Acknowledgments. The authors thank all participants, the study team, and the investigators for their research contributions.

Funding. The MEC1 study is supported by individual research and clinical scientist award schemes from the Singapore National Medical Research Council (including MOH-000271-00) and the Singapore Biomedical Research Council and infrastructure funding from the Singapore Ministry of Health (Population Health Metrics and Analytics), National University of Singapore, and National University Health System, Singapore. The ARIC study has been funded in whole or in part with federal funds from the National Heart, Lung, and Blood Institute, National Institutes of Health, Department of Health and Human Services (75N92022D00001, 75N92022D00002, 75N92022D00003, 75N92022D00004, 75N92022D00005).

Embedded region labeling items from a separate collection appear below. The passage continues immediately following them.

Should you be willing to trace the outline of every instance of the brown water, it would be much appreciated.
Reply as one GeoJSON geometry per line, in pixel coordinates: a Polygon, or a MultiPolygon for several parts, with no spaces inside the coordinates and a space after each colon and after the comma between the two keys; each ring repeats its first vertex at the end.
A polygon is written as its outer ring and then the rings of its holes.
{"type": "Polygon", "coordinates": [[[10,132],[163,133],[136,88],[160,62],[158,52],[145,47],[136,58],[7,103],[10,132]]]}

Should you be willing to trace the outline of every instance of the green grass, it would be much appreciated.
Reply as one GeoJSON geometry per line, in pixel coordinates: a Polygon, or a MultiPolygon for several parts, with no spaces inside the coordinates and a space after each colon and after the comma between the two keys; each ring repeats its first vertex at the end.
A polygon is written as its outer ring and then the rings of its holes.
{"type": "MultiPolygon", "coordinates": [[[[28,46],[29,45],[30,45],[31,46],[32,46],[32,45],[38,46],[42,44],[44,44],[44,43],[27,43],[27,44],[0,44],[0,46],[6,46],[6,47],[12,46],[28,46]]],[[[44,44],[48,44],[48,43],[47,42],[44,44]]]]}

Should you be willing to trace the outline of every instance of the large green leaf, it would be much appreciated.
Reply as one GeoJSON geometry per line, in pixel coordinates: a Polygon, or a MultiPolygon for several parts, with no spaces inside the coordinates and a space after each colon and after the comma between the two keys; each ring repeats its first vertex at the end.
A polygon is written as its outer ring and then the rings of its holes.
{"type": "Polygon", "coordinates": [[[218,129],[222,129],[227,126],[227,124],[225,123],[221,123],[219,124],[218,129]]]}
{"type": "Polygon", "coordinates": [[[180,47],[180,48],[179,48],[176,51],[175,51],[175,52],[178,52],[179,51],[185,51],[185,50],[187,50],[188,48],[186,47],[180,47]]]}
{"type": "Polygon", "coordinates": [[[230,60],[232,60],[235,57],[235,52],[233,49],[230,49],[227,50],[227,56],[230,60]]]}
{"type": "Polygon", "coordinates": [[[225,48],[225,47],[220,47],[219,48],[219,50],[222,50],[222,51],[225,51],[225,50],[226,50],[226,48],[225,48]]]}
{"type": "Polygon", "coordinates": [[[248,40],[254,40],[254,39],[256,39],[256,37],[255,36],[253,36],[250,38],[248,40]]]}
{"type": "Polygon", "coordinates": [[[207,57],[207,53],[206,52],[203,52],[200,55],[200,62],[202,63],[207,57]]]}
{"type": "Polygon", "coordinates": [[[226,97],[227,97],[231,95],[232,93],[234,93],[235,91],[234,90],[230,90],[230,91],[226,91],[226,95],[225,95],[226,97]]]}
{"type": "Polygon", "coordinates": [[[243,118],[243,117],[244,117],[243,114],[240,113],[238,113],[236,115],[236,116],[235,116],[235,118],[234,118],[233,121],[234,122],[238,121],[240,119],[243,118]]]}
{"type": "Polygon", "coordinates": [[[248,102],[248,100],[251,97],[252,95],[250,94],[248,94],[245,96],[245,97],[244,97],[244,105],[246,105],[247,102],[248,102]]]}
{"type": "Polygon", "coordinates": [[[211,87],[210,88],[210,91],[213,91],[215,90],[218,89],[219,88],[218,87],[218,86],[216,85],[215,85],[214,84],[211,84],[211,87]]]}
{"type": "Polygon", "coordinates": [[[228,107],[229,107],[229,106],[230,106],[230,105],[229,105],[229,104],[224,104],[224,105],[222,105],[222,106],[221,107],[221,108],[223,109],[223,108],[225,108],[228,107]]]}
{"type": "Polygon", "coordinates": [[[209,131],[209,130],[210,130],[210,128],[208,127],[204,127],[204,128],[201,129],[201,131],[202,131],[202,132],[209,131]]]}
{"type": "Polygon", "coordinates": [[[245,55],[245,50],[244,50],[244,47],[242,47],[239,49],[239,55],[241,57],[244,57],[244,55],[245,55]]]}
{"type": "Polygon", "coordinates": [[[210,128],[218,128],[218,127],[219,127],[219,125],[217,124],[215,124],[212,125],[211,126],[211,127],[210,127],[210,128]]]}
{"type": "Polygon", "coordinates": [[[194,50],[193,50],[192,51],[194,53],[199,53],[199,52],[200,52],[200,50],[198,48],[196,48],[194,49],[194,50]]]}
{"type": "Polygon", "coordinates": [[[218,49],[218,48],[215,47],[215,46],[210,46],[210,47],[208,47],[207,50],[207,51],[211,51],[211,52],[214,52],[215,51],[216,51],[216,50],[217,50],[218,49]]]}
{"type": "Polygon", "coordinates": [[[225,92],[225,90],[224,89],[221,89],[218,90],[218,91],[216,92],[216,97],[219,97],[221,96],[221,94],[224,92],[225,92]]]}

The funders had no role in the design, implementation, analysis, or interpretation of the data. The National University of Singapore (NUS) and John Hopkins University (JHU) have each signed separate collaboration agreements with SomaLogic to conduct SomaScan of MEC (NUS) and ARIC (JHU) stored samples at no charge in exchange for the rights to analyze linked MEC and ARIC phenotype data.

Duality of Interest. No potential conflicts of interest relevant to this article were reported.

Author Contributions. C.G.Y.L., X.S., and R.M.v.D. contributed to the drafting of the manuscript. B.O., M.R.R., C.E.N., E.S.T., and J.Co. contributed to the critical revision of the manuscript. X.S. and R.M.v.D. designed the study. All authors contributed to the acquisition, analysis, or interpretation of data. X.S. is the guarantor of this work and, as such, had full access to all the data in the study and takes responsibility for the integrity of the data and the accuracy of the data analysis.